Aflibercept (4) – Eylea®

Makulaödem infolge eines retinalen Venenastverschlusses

Steckbrief

Start des Verfahrens 15.03.2015
Beschluss 03.09.2015
Wirkstoff Aflibercept
Handelsname Eylea®
Pharm. Unternehmer Bayer Vital GmbH
G-BA Vorgangsnummer D-160
ATC-Code S01LA05 Antineovaskuläre Mittel (S01LA)
ICD-10 Codes (AIS) H34.8Sonstiger Netzhautgefäßverschluss, H35.8Sonstige näher bezeichnete Affektionen der Netzhaut
Alpha-ID Codes (AIS) I10546Makulaödem, I108797Venenastverschluss der Retina
DDD Tagesdosis 20 mg parenteral
Therapeutisches Gebiet Augenerkrankungen Makulaödem
Grund des Verfahrens Neues Anwendungsgebiet
Besonderheit ZVT-Änderung

Anwendungsgebiet des Beschlusses

Aflibercept (Eylea®) ist angezeigt bei Erwachsenen zur Behandlung einer Visusbeeinträchtigung aufgrund eines Makulaödems infolge eines retinalen Venenastverschlusses

Patientengruppe Indikation ZVT
Erwachsene Patienten mit einer Visusbeeinträchtigung aufgrund eines Makulaödems infolge eines retinalen Venenastverschlusses Ranibizumab

Studien und Ergebnisse

Anzahl Studien
(beste Patientengruppe)
1 (VIBRANT)
Studiendesign
(beste Patientengruppe)
H2H vs.

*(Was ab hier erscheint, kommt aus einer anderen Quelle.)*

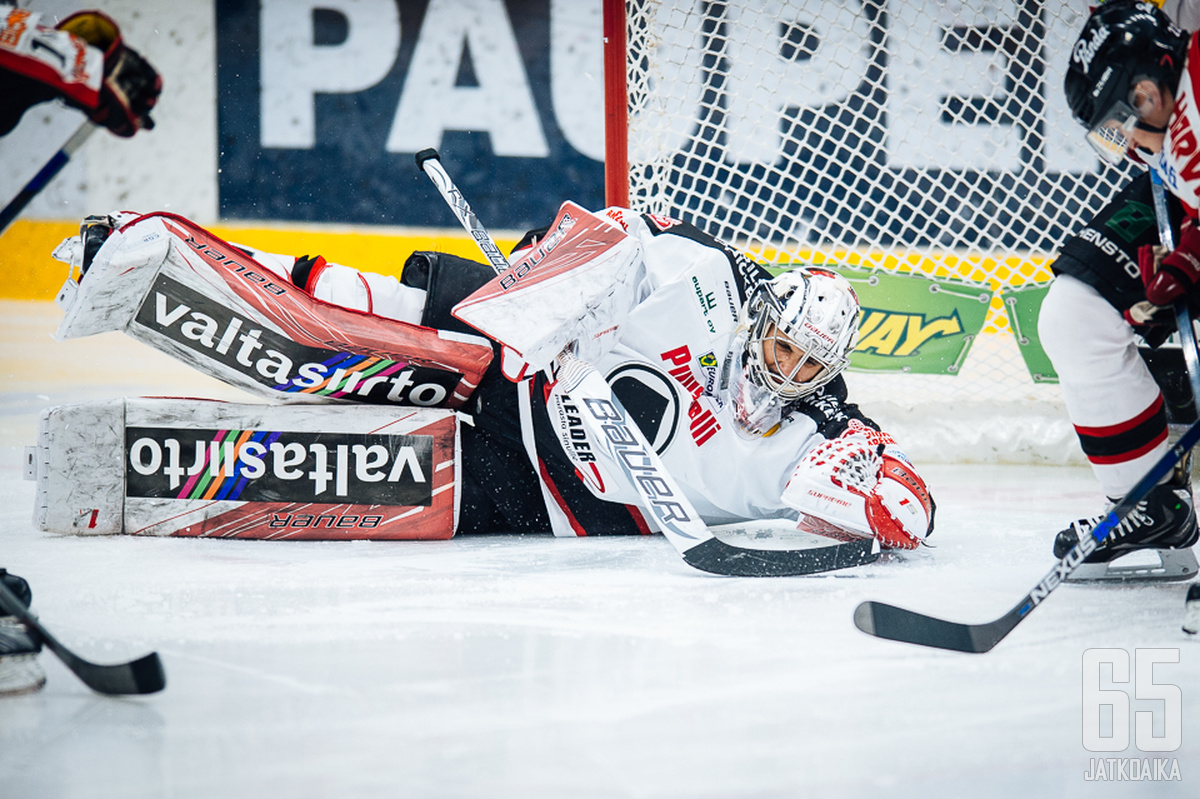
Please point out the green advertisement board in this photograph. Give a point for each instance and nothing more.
(915, 324)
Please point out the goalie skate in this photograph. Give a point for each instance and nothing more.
(1152, 542)
(19, 671)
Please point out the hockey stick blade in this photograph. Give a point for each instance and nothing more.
(142, 676)
(894, 623)
(720, 558)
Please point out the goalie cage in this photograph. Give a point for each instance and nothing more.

Nicht-ZVT + kein indirekter Vergleich
Metaanalyse
(beste Patientengruppe)
nein
ZVT-Änderung 18.08.2015 – nach Dossiereinreichung im Stellungnahmeverfahren

  • Klinische Studien
    • Bei der VIBRANT-Studie handelt es sich um die Zulassungsstudie von Aflibercept für das vorliegende Anwendungsgebiet.
    • Es wurden 91 Patienten zu Aflibercept und 92 Patienten zu GRID-Lasertherapie randomisiert.

Patienten mit einer Visusbeeinträchtigung aufgrund eines Makulaödems infolge eines retinalen Venenastverschlusses (VAV)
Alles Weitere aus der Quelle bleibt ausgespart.